What is the fastest algorithm for sorting a linked list?

I am curious if O (n log n) can best relate a list.

+81
sorting linked-list algorithm complexity-theory
Oct 06 '09 at 11:51
source share
11 answers

It is reasonable to expect that you cannot do better than O (N log N) at run time.

However, the interesting part is to find out if you can sort it in-place , stably , its worst behavior, etc.

Simon Tatham, Putty's fame, explains how to sort a linked list with a merge sort . He concludes the following remarks:

Like any self-respecting type algorithm, this has an O (N log N) runtime. Since this is Mergesort, the worst-case runtime is still O (N log N); no pathological cases.

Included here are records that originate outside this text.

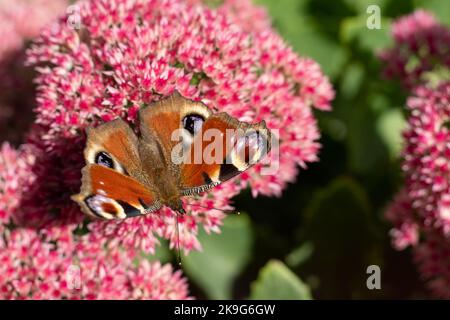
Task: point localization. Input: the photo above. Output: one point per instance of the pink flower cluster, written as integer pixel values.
(20, 21)
(126, 54)
(53, 264)
(421, 48)
(420, 212)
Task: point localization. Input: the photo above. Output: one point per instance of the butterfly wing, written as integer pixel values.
(108, 191)
(225, 148)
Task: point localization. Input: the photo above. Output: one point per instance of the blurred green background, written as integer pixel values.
(319, 238)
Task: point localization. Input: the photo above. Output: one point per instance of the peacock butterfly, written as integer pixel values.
(183, 149)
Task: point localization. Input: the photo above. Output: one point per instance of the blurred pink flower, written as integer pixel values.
(421, 46)
(53, 264)
(130, 53)
(14, 173)
(420, 212)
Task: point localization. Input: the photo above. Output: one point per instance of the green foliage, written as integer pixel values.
(222, 259)
(328, 226)
(277, 282)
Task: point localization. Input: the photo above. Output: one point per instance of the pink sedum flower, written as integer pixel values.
(20, 21)
(14, 173)
(34, 267)
(420, 213)
(421, 46)
(128, 54)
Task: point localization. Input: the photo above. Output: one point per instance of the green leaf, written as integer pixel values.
(340, 227)
(390, 126)
(300, 255)
(301, 30)
(354, 29)
(223, 258)
(440, 8)
(277, 282)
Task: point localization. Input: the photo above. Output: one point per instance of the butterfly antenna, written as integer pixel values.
(225, 211)
(178, 239)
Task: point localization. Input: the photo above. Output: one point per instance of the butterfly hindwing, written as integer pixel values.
(109, 194)
(108, 191)
(225, 148)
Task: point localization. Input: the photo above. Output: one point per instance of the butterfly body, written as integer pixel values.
(128, 175)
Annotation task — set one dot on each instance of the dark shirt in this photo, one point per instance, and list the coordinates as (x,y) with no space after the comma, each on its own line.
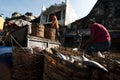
(77,38)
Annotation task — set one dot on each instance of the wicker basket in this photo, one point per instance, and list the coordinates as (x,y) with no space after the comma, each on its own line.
(50,33)
(59,69)
(38,30)
(27,66)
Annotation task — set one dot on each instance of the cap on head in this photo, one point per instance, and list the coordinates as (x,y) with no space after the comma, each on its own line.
(91,21)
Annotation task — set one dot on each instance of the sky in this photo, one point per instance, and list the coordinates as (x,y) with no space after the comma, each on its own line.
(7,7)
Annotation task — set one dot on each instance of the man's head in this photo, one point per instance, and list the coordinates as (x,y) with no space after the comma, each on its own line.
(91,21)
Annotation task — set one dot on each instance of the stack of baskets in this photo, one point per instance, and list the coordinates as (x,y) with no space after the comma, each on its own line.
(38,30)
(50,33)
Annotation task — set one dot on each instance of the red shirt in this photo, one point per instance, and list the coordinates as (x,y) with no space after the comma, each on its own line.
(99,33)
(55,22)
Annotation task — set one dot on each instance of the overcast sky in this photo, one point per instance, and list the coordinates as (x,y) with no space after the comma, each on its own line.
(7,7)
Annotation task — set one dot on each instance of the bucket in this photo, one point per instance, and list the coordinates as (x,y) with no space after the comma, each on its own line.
(6,63)
(38,30)
(50,33)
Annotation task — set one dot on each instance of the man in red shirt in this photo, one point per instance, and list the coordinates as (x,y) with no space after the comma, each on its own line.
(99,40)
(55,25)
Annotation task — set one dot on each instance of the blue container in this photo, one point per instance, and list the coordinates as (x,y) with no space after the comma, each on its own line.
(6,55)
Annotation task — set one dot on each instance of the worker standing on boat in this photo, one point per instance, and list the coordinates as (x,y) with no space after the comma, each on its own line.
(1,23)
(78,39)
(55,25)
(99,40)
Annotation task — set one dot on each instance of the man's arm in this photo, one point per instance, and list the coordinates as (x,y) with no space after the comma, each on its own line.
(88,42)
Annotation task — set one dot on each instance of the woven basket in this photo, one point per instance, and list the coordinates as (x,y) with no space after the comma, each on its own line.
(27,66)
(50,33)
(38,30)
(59,69)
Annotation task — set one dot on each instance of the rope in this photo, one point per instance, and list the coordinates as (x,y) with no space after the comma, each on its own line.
(13,39)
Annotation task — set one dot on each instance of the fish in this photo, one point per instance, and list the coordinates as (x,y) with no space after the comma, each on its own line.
(92,64)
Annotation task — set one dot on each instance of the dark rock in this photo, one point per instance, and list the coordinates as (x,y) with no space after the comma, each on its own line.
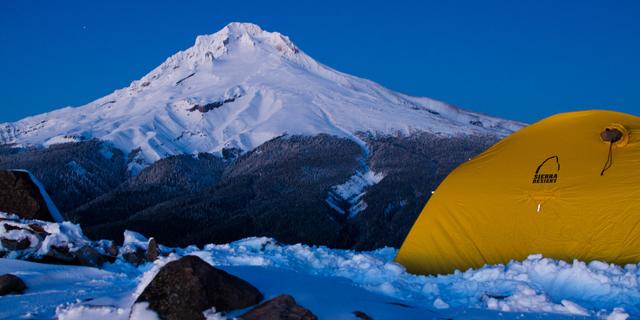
(135,257)
(185,288)
(282,307)
(37,228)
(152,250)
(60,255)
(15,245)
(11,284)
(88,256)
(21,196)
(8,227)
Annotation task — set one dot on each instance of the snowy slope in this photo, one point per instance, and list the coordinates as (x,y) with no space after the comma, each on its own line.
(332,283)
(239,88)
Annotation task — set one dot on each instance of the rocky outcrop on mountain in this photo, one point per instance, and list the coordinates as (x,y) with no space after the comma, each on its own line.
(11,284)
(73,173)
(185,288)
(20,194)
(283,307)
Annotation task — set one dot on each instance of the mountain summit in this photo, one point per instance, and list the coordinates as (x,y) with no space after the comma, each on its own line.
(239,88)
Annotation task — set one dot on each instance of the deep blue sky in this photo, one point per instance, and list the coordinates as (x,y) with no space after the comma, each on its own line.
(522,60)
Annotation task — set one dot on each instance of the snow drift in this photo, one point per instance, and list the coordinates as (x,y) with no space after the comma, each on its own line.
(334,283)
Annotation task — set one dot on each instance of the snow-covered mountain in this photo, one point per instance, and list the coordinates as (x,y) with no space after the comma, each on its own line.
(238,88)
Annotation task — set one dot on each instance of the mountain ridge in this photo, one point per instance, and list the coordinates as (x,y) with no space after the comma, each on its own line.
(238,88)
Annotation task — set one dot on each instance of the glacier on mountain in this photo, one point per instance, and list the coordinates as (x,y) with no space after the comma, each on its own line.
(239,88)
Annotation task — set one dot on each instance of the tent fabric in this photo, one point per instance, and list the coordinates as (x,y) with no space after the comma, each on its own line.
(538,191)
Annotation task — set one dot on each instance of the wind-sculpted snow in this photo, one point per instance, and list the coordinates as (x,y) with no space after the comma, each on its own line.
(249,86)
(333,283)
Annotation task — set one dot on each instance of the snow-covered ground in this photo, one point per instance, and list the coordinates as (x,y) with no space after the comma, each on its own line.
(333,284)
(253,86)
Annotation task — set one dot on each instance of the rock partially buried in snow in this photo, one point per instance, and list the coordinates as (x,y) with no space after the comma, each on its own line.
(10,284)
(282,307)
(185,288)
(21,195)
(14,245)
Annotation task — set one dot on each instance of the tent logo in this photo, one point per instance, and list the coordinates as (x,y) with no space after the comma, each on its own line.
(549,174)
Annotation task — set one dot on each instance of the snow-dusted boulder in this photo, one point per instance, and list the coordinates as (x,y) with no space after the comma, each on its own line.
(185,288)
(10,284)
(280,307)
(22,194)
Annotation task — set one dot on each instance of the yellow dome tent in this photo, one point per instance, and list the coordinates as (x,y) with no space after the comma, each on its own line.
(567,187)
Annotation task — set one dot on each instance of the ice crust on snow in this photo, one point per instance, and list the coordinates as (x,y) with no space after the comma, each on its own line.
(276,89)
(534,286)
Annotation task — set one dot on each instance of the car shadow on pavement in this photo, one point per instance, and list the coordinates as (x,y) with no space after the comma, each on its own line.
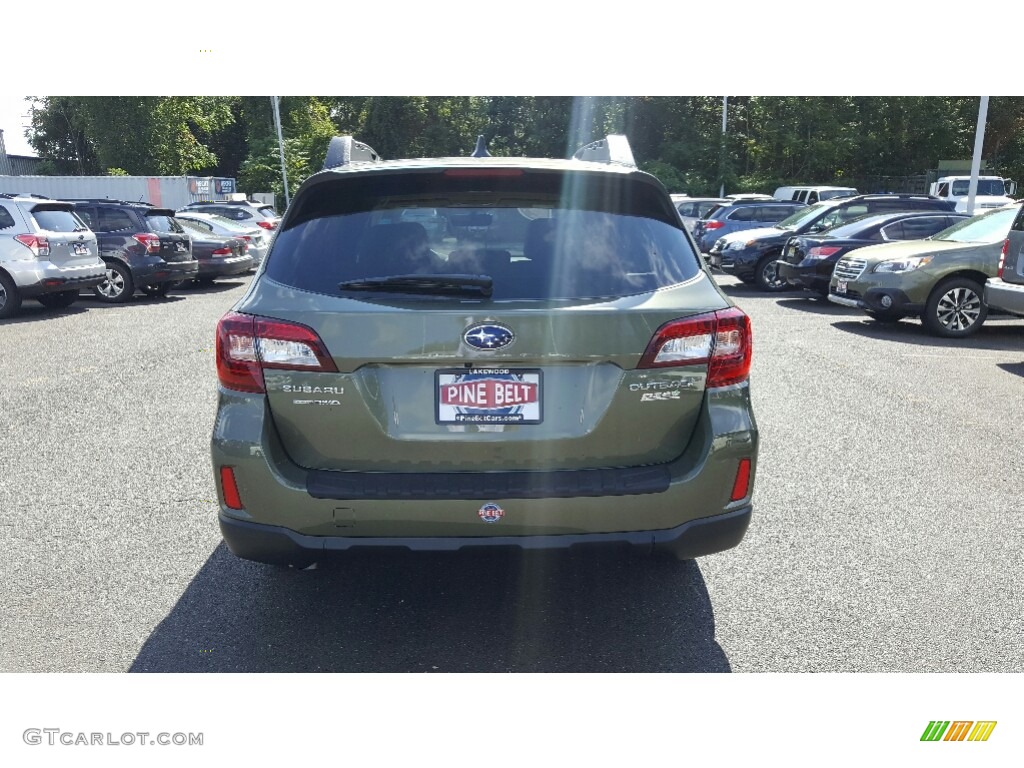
(995,337)
(399,611)
(818,306)
(33,312)
(1017,369)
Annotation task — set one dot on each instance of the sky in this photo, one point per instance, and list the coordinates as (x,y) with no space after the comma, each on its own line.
(13,111)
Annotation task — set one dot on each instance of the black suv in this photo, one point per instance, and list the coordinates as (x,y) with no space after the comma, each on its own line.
(142,246)
(752,254)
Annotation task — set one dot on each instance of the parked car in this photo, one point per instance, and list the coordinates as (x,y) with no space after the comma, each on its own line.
(217,257)
(141,245)
(562,372)
(737,215)
(752,255)
(244,211)
(256,238)
(814,194)
(692,209)
(941,280)
(1006,291)
(808,260)
(46,253)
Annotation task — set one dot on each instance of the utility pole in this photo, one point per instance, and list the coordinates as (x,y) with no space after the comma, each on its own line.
(275,100)
(721,154)
(979,139)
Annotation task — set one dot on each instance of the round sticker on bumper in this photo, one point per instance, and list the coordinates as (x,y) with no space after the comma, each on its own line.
(491,513)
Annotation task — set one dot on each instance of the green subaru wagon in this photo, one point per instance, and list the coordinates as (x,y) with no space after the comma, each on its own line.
(550,366)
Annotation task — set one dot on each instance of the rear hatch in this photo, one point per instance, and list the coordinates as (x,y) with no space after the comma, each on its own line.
(71,242)
(512,342)
(174,242)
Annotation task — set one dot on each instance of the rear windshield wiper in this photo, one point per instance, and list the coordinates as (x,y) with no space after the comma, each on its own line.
(424,284)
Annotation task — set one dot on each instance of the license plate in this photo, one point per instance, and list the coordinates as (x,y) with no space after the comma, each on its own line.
(488,395)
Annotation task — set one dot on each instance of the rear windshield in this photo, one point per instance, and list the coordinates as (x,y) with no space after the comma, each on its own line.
(549,237)
(57,220)
(990,227)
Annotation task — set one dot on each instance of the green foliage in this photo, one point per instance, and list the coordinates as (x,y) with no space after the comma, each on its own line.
(769,140)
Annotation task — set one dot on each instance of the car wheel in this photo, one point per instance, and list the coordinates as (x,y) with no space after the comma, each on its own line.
(60,300)
(10,298)
(885,316)
(955,308)
(767,276)
(118,287)
(160,290)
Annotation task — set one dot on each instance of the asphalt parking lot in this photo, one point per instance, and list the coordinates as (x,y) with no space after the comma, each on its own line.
(887,534)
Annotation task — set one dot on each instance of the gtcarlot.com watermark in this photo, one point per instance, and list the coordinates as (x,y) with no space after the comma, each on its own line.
(55,736)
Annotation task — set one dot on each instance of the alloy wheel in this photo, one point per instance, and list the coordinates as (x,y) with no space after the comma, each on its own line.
(958,308)
(114,286)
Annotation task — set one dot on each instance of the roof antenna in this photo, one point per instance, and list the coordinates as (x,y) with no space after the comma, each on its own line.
(481,147)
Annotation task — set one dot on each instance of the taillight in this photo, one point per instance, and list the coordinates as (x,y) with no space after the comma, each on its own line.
(247,345)
(38,246)
(820,252)
(740,486)
(148,241)
(230,488)
(722,340)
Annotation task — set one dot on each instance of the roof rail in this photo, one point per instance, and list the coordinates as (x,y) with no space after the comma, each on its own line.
(612,148)
(345,150)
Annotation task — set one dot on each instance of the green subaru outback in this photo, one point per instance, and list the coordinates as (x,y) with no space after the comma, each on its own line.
(940,279)
(552,367)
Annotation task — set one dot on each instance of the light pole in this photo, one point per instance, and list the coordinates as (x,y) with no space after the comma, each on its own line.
(721,154)
(275,100)
(979,139)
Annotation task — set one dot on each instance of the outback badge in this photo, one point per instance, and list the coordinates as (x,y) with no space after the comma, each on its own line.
(488,336)
(491,513)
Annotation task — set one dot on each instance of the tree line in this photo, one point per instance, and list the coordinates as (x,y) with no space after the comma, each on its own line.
(768,141)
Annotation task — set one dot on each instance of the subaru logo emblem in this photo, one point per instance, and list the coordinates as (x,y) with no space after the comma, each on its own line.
(488,337)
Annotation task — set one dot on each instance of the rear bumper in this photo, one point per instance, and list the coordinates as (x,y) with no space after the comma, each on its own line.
(36,276)
(807,278)
(288,509)
(165,271)
(279,545)
(224,267)
(1008,297)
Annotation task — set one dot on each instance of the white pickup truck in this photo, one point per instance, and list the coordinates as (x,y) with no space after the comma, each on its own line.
(993,192)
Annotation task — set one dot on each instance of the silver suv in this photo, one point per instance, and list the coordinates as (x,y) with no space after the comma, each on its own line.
(46,253)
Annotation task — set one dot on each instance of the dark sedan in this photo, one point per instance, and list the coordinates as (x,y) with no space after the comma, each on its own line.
(217,256)
(808,260)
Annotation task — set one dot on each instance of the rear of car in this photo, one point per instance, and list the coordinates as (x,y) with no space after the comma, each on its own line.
(738,216)
(692,210)
(557,371)
(1005,292)
(142,246)
(257,239)
(46,252)
(243,212)
(217,257)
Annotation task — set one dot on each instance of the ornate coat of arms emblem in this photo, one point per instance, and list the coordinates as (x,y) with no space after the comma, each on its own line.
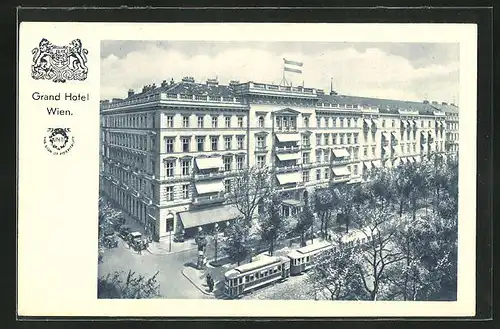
(59,63)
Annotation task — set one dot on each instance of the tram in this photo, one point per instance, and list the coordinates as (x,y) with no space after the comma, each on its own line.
(248,277)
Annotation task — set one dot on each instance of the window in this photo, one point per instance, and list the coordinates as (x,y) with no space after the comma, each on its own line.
(169,193)
(260,161)
(318,156)
(239,162)
(169,144)
(200,142)
(240,141)
(185,144)
(169,168)
(170,121)
(260,142)
(227,142)
(214,142)
(305,176)
(185,191)
(305,158)
(227,163)
(261,122)
(186,167)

The requirement for additional storage is small and constant (i.e., several variables as part of the sorting procedure). Due to the different behavior of linked lists from arrays, this Mergesort implementation eliminates the additional O (N) storage cost typically associated with the algorithm.

There is also an example implementation in C that works for both single and doubly linked lists.

As @ Jørgen Fogh mentions below, Big-O notation can hide some persistent factors that can lead to one algorithm working better due to locality of memory due to a small number of elements, etc.

+83
06 Oct '09 at 12:05
source share

Depending on a number of factors, it may be faster to copy the list into an array and then use Quicksort .

The reason this could be faster is because the array is much better in cache than a linked list. If the nodes in the list are allocated in memory, you can generate cache misses everywhere. Again, if the array is large, you will still get cache misses.

Mergesort is better parallelized, so this might be the best choice if that's what you want. It is also much faster if you execute it directly in a linked list.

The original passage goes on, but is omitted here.